Now we plot forecast and actual variance swap curves as of the close on Friday May 7 and Monday May 10.
date1 = dt.datetime(2010,5,7)
date2 = dt.datetime(2010,5,10)
vsf7 = varSwapCurve(date1, bigT=2.5, nSteps=100, nu=nu, h=h, tscale=252, onFactor=2.52)
vsf10 = varSwapCurve(date2, bigT=2.5, nSteps=100, nu=nu, h=h, tscale=252, onFactor=2.52)
plt.figure(figsize=(11, 6))
plt.plot(texp7, varSwaps7, "g", label='May 7')
plt.plot(texp10, varSwaps10, "m", label='May 10')
plt.legend()
plt.xlabel("Time to maturity")
plt.ylabel("Variance swap quote")
plt.plot(vsf7['texp'], vsf7['vsQuote'], "g--")
plt.plot(vsf10['texp'], vsf10['vsQuote'], "m--");
Figure 20: The May 10 actual curve is inconsistent with a forecast that includes the Flash Crash.
Now let's see what happens if we exclude the Flash Crash from the time series used to generate the variance curve forecast.
plt.figure(figsize=(11, 6))
ax = plt.subplot(111)
rvdata_p = rvdata.drop((dt.datetime(2010, 5, 6)), axis=0)
rvdata.loc["2010-05-04":"2010-05-10"].plot(ax=ax, legend=False)
rvdata_p.loc["2010-05-04":"2010-05-10"].plot(ax=ax, legend=False);
Figure 21: rvdata_p
has the May 6 realized variance datapoint eliminated (green line). Notice the crazy realized variance estimate for May 6!
We need a new variance curve forecast function that uses the new time series.
def xip(date, tt, nu,h, tscale): # dt=(u-t) is in units of years
rvdata = pd.DataFrame(rv1['SPX2.rk'])
rvdata_p = rvdata.drop((dt.datetime(2010, 5, 6)), axis=0)
return [ forecast_XTS(rvdata_p, h=h, date=date,nLags=500,
delta=delta_t * tscale, nu=nu) for delta_t in tt]
nu = OxfordH["nu_est"][0]
h = OxfordH["h_est"][0]
def varSwapCurve_p(date, bigT, nSteps, nu, h, tscale, onFactor):
# Make vector of fwd variances
tt = [ float(i) * (bigT) / nSteps for i in range(nSteps+1)]
delta_t = tt[1]
xicurve = xip(date, tt, nu, h, tscale)
xicurve_mid = (np.array(xicurve[0:nSteps]) + np.array(xicurve[1:nSteps + 1])) / 2
xicurve_int = np.cumsum(xicurve_mid) * delta_t
varcurve1 = np.divide(xicurve_int, np.array(tt[1:]))

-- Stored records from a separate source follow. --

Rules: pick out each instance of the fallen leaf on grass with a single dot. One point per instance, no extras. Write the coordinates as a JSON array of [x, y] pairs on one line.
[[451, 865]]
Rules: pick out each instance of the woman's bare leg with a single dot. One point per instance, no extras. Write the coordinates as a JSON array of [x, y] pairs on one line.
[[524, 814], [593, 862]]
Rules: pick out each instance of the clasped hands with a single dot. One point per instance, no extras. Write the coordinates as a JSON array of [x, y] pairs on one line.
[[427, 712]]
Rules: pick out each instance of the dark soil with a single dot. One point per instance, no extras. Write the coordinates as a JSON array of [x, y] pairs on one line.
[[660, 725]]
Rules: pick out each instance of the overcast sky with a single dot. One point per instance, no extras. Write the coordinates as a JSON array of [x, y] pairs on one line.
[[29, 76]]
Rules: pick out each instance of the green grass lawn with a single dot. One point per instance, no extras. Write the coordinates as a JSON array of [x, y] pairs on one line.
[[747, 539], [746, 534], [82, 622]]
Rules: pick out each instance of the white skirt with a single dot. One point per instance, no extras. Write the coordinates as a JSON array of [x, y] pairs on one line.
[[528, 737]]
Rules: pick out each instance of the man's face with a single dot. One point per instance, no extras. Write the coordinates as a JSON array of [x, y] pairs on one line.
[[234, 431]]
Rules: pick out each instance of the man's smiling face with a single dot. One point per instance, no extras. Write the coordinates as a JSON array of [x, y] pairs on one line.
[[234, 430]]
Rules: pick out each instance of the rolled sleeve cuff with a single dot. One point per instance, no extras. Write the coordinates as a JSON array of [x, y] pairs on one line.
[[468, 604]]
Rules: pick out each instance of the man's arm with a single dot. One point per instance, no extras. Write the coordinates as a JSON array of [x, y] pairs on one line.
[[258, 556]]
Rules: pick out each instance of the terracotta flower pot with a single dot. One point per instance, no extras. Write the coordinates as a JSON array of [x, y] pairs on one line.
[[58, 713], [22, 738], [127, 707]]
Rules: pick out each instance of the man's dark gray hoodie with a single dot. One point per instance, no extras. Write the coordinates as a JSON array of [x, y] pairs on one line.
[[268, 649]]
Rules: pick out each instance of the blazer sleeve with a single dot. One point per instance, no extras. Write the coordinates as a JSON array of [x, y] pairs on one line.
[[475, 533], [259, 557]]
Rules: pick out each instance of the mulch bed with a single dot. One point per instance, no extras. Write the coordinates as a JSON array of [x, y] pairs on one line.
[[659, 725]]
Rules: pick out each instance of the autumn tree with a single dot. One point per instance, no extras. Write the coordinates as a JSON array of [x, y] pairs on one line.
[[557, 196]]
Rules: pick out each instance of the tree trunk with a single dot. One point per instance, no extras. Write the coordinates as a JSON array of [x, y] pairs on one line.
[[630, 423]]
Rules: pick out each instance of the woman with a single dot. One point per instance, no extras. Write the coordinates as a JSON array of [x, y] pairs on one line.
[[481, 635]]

varcurve = np.array([xicurve[0],]+list(varcurve1))
varcurve = varcurve * onFactor * tscale # onFactor is to compensate for overnight moves
res = pd.DataFrame({"texp":np.array(tt), "vsQuote":np.sqrt(varcurve)})
return(res)
def varSwapForecast_p(date, tau, nu, h, tscale, onFactor):
vsc = varSwapCurve_p(date, bigT=2.5, nSteps=100, nu=nu, h=h,
tscale=tscale, onFactor=onFactor) # Creates the whole curve
x = vsc['texp']
y = vsc['vsQuote']
res = stineman_interp(tau, x, y, None)
return(res)
# Test the function
tau = (.25, .5 ,1, 2)
date = dt.datetime(2010, 5, 10)
varSwapForecast_p(date, tau, nu=nu, h=h, tscale=252, onFactor=1. / (1 - .35))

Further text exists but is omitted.